男性保育士の入れ墨恫喝事件に端を発し、大阪市が全市職員に実施した入れ墨の有無を尋ねる記名式アンケート。その結果は、衝撃的なものだった。
 なんと110人の職員が「入れ墨有り」と回答。しかも、その7割を占めた環境局の職員の約半数が、入れ墨を入れたのが大阪市に採用されてからというのだから、何をか言わんやだ。
 「今回、大阪市が発表した入れ墨職員の数は、あくまでアンケートに応えた職員を対象としてのもの。もし全職員を対象にしたアンケートだった場合、その数はさらに増えると思われます」(政治部記者)

 アンケートの指揮をとった橋下徹市長はカンカンだ。記者会見では、職員の入れ墨は「原則的に消してもらう」と語った上で、「法的にいろいろ考えれば、人事配置で対処しなければいけない」と配置転換の可能性を示唆。さらに「入れ墨をやりたいなら、個性を全面的に表現できるような民間企業に行けばいい」と、お得意の民間差別とも取られかねない発言で怒りを露わにした。
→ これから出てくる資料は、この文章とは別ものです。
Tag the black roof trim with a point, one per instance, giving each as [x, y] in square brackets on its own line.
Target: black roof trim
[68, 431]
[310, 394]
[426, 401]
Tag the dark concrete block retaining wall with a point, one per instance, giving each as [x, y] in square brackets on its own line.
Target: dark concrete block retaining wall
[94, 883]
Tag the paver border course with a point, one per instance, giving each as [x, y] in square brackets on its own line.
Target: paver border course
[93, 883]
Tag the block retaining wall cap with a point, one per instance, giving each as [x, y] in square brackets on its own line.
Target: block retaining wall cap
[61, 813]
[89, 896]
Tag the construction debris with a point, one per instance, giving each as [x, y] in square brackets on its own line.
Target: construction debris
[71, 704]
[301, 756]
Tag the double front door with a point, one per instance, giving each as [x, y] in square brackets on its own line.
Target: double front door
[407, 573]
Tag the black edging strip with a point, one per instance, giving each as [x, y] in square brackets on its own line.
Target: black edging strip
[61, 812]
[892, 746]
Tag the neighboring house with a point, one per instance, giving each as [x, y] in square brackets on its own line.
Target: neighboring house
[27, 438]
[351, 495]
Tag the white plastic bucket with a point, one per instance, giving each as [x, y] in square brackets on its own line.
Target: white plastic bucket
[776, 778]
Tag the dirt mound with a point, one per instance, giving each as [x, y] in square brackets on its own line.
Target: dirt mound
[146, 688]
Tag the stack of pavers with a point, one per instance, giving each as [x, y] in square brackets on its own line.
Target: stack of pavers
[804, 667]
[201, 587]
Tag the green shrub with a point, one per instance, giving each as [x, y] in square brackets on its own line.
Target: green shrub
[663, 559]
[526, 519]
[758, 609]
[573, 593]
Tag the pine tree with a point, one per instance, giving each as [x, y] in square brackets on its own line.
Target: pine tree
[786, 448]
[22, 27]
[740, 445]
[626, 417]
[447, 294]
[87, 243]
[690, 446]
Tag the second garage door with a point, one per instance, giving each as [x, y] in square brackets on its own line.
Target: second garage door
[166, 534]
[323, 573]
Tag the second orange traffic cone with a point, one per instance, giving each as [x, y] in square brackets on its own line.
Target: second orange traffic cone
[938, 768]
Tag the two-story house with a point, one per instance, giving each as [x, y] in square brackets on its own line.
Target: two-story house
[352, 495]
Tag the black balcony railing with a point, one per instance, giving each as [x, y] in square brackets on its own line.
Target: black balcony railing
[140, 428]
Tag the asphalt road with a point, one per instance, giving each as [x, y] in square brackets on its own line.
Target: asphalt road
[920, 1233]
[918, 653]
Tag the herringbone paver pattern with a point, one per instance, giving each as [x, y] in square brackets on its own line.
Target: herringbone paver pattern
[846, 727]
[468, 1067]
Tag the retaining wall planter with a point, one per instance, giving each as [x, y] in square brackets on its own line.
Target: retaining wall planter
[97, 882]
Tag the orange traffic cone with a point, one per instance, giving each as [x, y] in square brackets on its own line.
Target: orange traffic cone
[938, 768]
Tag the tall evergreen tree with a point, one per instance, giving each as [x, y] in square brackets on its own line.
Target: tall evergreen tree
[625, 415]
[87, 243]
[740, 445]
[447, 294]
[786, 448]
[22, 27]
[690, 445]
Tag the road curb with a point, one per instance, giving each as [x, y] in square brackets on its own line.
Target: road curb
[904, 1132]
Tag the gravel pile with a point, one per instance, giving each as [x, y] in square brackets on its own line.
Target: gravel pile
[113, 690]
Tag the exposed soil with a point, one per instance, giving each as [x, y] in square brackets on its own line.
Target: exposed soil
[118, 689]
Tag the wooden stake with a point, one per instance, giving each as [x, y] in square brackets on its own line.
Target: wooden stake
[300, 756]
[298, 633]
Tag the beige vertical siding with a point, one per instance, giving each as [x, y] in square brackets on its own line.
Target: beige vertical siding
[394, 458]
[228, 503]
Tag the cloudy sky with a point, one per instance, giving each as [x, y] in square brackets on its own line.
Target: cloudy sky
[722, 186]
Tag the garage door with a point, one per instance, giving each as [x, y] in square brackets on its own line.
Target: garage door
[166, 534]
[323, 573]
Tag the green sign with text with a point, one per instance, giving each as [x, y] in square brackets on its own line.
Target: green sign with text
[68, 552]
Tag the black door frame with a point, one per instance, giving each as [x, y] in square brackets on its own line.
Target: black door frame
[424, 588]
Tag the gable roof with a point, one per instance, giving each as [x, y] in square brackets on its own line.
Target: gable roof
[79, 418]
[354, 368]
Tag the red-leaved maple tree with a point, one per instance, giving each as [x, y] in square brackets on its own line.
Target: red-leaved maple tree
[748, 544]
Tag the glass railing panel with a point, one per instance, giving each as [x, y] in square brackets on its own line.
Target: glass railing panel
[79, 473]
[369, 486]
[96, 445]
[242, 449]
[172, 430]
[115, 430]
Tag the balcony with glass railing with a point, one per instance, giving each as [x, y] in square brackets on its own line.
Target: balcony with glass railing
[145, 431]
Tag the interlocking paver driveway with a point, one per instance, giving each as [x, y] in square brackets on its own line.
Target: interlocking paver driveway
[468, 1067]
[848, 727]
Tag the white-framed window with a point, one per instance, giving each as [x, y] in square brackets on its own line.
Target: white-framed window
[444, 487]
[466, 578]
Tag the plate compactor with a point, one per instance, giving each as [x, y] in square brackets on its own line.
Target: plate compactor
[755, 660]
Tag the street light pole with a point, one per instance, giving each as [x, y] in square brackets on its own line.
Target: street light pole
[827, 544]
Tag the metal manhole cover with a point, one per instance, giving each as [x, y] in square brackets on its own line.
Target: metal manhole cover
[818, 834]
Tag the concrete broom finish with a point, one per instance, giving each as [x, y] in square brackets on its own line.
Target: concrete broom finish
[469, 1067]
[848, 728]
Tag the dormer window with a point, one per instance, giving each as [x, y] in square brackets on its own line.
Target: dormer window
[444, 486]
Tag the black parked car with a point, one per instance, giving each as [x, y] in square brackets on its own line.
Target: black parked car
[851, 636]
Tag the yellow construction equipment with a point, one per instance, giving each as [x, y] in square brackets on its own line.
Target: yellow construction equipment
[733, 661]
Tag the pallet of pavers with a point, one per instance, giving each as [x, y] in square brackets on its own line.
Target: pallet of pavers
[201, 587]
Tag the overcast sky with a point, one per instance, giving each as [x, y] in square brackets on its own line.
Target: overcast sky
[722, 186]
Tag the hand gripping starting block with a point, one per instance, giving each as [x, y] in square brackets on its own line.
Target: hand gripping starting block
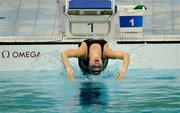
[89, 17]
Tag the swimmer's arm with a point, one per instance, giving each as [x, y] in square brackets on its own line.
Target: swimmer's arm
[72, 53]
[68, 54]
[109, 53]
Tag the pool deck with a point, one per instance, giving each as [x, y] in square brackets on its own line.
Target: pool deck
[121, 39]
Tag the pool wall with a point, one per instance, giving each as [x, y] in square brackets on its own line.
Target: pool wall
[46, 57]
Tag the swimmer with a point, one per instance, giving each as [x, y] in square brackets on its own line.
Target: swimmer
[93, 55]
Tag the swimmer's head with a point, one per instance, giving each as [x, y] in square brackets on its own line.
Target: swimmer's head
[95, 65]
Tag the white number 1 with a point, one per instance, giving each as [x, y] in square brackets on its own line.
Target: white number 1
[132, 22]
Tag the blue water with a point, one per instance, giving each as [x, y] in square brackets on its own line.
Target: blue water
[143, 91]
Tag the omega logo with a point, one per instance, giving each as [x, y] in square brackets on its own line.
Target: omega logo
[20, 54]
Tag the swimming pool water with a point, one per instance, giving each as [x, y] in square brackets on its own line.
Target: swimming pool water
[143, 91]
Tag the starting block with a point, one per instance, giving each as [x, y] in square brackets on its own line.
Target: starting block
[89, 17]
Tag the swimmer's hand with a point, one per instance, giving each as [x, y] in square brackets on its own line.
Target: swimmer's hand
[70, 73]
[121, 75]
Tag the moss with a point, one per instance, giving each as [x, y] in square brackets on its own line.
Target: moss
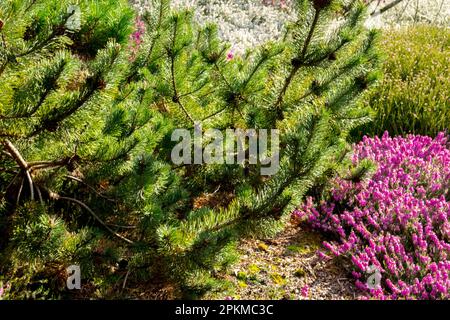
[263, 247]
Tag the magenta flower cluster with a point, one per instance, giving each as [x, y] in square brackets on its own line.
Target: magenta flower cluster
[137, 37]
[397, 221]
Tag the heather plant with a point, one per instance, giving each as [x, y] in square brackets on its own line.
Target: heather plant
[414, 96]
[393, 217]
[87, 112]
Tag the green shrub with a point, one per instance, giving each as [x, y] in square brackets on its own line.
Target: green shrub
[86, 125]
[414, 96]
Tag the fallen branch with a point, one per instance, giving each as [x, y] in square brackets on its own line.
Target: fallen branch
[55, 196]
[15, 154]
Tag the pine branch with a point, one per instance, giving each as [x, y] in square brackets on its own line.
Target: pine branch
[21, 162]
[297, 63]
[55, 196]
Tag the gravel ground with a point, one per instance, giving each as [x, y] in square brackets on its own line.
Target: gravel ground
[287, 267]
[247, 23]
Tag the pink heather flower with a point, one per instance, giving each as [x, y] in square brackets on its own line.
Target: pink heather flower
[398, 220]
[305, 291]
[136, 38]
[230, 55]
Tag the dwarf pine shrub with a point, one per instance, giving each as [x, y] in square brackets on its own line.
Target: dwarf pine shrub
[87, 112]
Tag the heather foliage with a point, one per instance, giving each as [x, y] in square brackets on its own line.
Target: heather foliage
[86, 121]
[414, 95]
[397, 221]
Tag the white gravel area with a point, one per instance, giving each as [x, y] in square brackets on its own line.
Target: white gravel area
[247, 23]
[242, 23]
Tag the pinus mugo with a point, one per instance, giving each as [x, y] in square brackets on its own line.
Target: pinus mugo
[86, 119]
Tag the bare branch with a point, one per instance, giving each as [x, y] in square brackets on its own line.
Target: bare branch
[56, 196]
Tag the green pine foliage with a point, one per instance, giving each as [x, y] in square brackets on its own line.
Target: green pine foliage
[85, 126]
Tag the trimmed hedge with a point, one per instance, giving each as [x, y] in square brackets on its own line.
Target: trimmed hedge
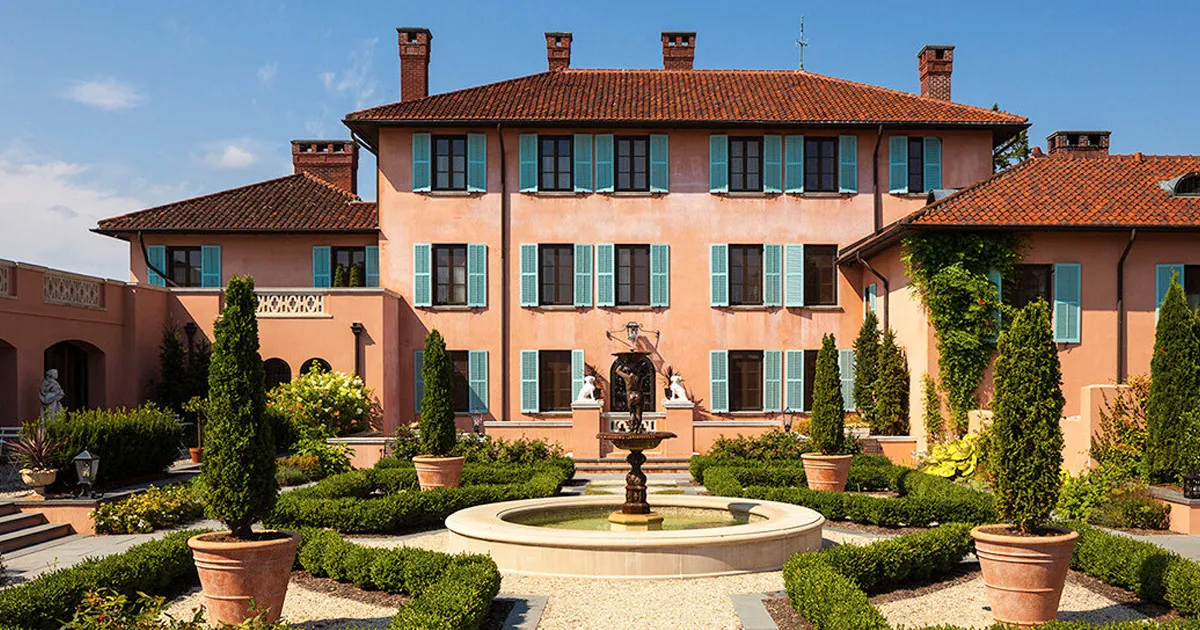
[387, 501]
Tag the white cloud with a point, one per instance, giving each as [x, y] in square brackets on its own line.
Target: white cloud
[106, 94]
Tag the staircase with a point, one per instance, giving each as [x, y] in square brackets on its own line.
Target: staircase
[19, 529]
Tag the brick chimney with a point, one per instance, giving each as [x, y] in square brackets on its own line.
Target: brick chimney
[678, 49]
[935, 64]
[558, 51]
[414, 61]
[333, 161]
[1079, 143]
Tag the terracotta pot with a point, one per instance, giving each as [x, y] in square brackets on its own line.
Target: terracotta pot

 しかし、入れ墨といっても、極道が背負う龍や般若のような本格的なものから、素人がおしゃれ感覚で入れるファッション・タトゥーまで、その形はさまざま。ある市役所OBは、
 「特に若い者の中には軽い気持ちでタトゥーを入れているのもいる。そのコらは『元茶髪の橋下さんやったらわかってくれる』という軽い気持ちで回答したみたいですね」
 と話す。しかし市長は許さない。記者からの質問がファッション・タトゥーに及ぶと、レディー・ガガやジョニー・デップを引き合いに出し、「ファッションだから許せという見解には全くくみしない」と言い切った。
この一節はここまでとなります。